At the, Yirrkala had a population of 687. There has been an Aboriginal community at Yirrkala throughout recorded history, but the community increased enormously in size when Yirrkala mission was founded in 1935. Local governance and planning are now the responsibility of the Yolngu-led Dhanbul, which is roughly equivalent to a shire council in non-Indigenous communities.
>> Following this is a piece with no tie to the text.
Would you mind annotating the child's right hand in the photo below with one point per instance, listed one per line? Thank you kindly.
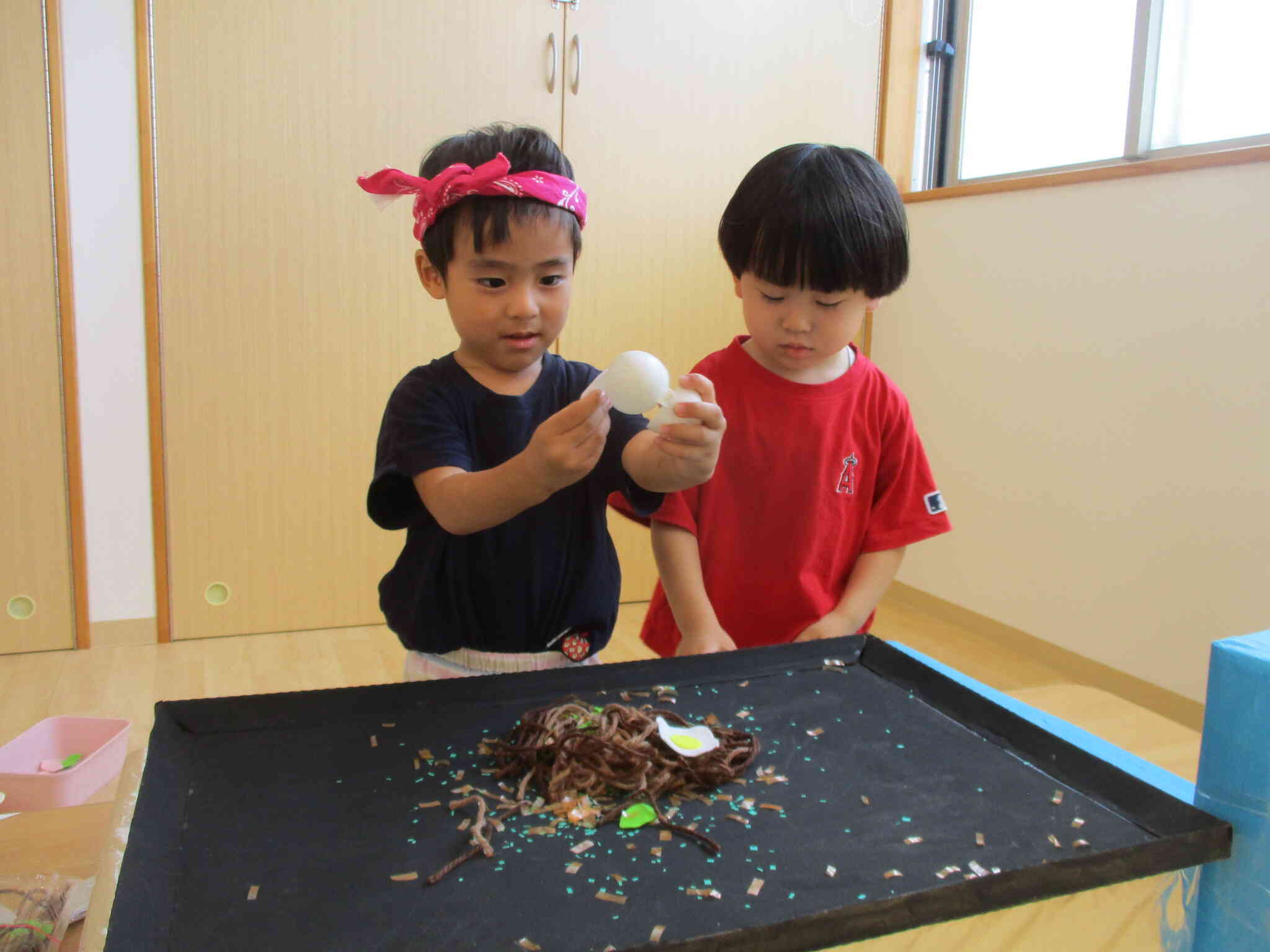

The Buku-Larrnggay Mulka Centre, formerly Buku-Larrŋgay Arts and also known as the Buku-Larrnggay Mulka Art Centre and Museum, is a world-renowned centre, with well-known artists such as Nyapanyapa Yunupingu based there. The inspiration for the gallery arose in the 1960s, when Narritjin Maymuru set up his own gallery on the beachfront. In 1976 Buku-Larrŋgay Arts was established by local artists in the old Mission health centre, after missionaries had left and as the Aboriginal land rights and Homeland movements gathered pace. A new museum was built in 1988 using a Bicentenary grant, and this now contains a collection created in the 1970s which illustrates clan law. It also houses the message sticks which, after delivery by the anthropologist Donald Thomson were instrumental in establishing peaceful talks during the Caledon Bay crisis in 1935. In 1996, extra gallery spaces and a screen print studio were built, and in 2007, The Mulka Project was added. This project comprises a collection of many thousands of historical images and films, and continues to create new digital art and images. The current centre, greatly expanded, comprises two divisions: the Yirrkala Art Centre, which represents the artists exhibiting and selling contemporary art, and The Mulka Project, which incorporates the museum.
Land rights
Yirrkala played a pivotal role in the development of the relationship between Indigenous and non-Indigenous Australians when the document Bark Petition was created at Yirrkala in 1963 and sent to the Federal Government to protest at the Prime Minister's announcement that a parcel of their land was to be sold to a bauxite mining company. Although the petition itself was unsuccessful in the sense that the bauxite mining at Nhulunbuy went ahead as planned, it alerted non-Indigenous Australians to the need for Indigenous representation in such decisions, and prompted a government report recommending payment of compensation, protection of sacred sites, creation of a permanent parliamentary standing committee to scrutinise developments at Yirrkala, and also acknowledged the Indigenous people's moral right to their lands. The Bark Petition is on display in the Parliament House in Canberra.